Celine levantó la pierna izquierda y dijo:
– Tú y Cleon tendríais que hacer como el padre de April. Me he enterado de que todo el mundo hace lo mismo que la entrenadora el jueves, le llaman Romeo. Romeo el Errante, metió a la inglesa en su…
April se abalanzó sobre ella antes de que terminara la frase, pero Celine ya se lo esperaba: le arreó una patada a April y ésta cayó al suelo. Josie se puso de un salto al lado de April, y Theresa Díaz se apresuró a ayudar a Celine.
Cogí a Laetisha y a Sancia, que se disponían a entrar en la pelea, y las obligué a dirigirse al banquillo.
– Y ahora sentaos y no os mováis de aquí -les ordené.
Corrí al cuarto de las escobas y cogí un cubo. Estaba lleno de agua sucia, lo cual me vino de perlas: me lo llevé hasta la pista y lo vacié encima de las chicas.
El agua fría y hedionda las hizo reaccionar: se levantaron mascullando de rabia e indignación.
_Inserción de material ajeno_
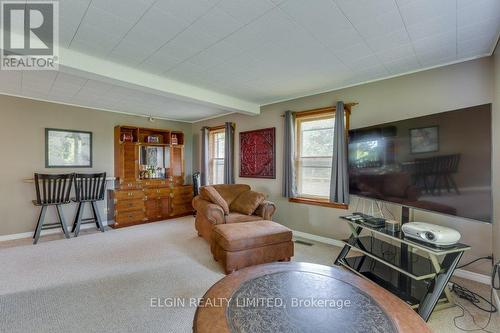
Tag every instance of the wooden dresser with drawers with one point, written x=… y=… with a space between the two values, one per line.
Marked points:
x=149 y=168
Agarré a Celine y a April por sus largas trenzas y tiré con fuerza. Celine quiso arrear otro puñetazo. Solté las trenzas y agarré a Celine por el brazo, torciéndoselo contra la espalda al tiempo que le sujeté el hombro derecho contra mi pecho. Metí mi brazo derecho debajo de su mentón y la inmovilicé justo a tiempo de agarrar otra vez a April por el pelo con mi mano izquierda. Celine chillaba, pero sus gritos quedaron ahogados por los berridos de los hijos de Sancia y de su hermana, que estaban fuera de sí.
– Celine, April, voy a soltaros, pero como una de las dos haga un solo movimiento, la derribo, ¿estamos?
Apreté el antebrazo bajo el mentón de Celine para que supiera hasta qué punto hablaba en serio y di un tirón a la trenza de April.
Ambas permanecieron mudas un largo instante pero finalmente asintieron a regañadientes. Las solté y las mandé al banquillo.
– Sancia, dile a tu hermana que se lleve a tus hijos al vestíbulo. Vamos a tener una charla como equipo y no quiero oír sus aullidos durante la reunión. Chicas, os quiero a todas sentadas. Ahora mismo. Venga.
Se apiñaron en el banco, amedrentadas por mi demostración de fuerza. Yo no quería imponer mi autoridad valiéndome del miedo. Mientras se sentaban permanecí de pie sin pronunciar palabra intentando serenarme y centrarme en ellas, no en mi sentimiento de frustración. Me miraban con ojos como platos, por una vez en absoluto silencio.
Finalmente dije:
– Todas sabéis que si informo de esta pelea a la directora, Theresa, Josie, Celine y April serán expulsadas no sólo del equipo sino del instituto. Las cuatro se estaban peleando, y -levanté una mano cuando Celine comenzó a protestar que April la había atacado- me importa un rábano quién ha empezado. No estamos aquí para hablar de culpa sino de responsabilidad. ¿Alguna de vosotras quiere jugar al baloncesto? ¿O queréis que diga que estoy demasiado atareada para entrenar a un puñado de chicas que sólo quieren pelear?
Eso provocó un tumulto; querían jugar; si aquellas dos iban a pelearse no debían estar en el equipo. Alguien señaló que si Celine y April eran expulsadas se quedarían prácticamente sin equipo.
– ¡Son unas egoístas! -gritó una chica-. Si lo único que les importa son sus riñas, no tendrían que entrar en el gimnasio.
Una chica que casi nunca hablaba sugirió que se las castigara por haberse peleado pero que no las expulsaran del equipo. La idea cosechó un considerable murmullo de aprobación.
– ¿Y qué se os ocurre a modo de castigo? -pregunté.
Hubo muchas discusiones y burlas sobre posibles castigos hasta que Laetisha dijo que deberían limpiar el suelo.
– De todas formas, no podemos jugar hasta que se haya hecho limpieza. Que hoy limpien el suelo y mañana entrenamos.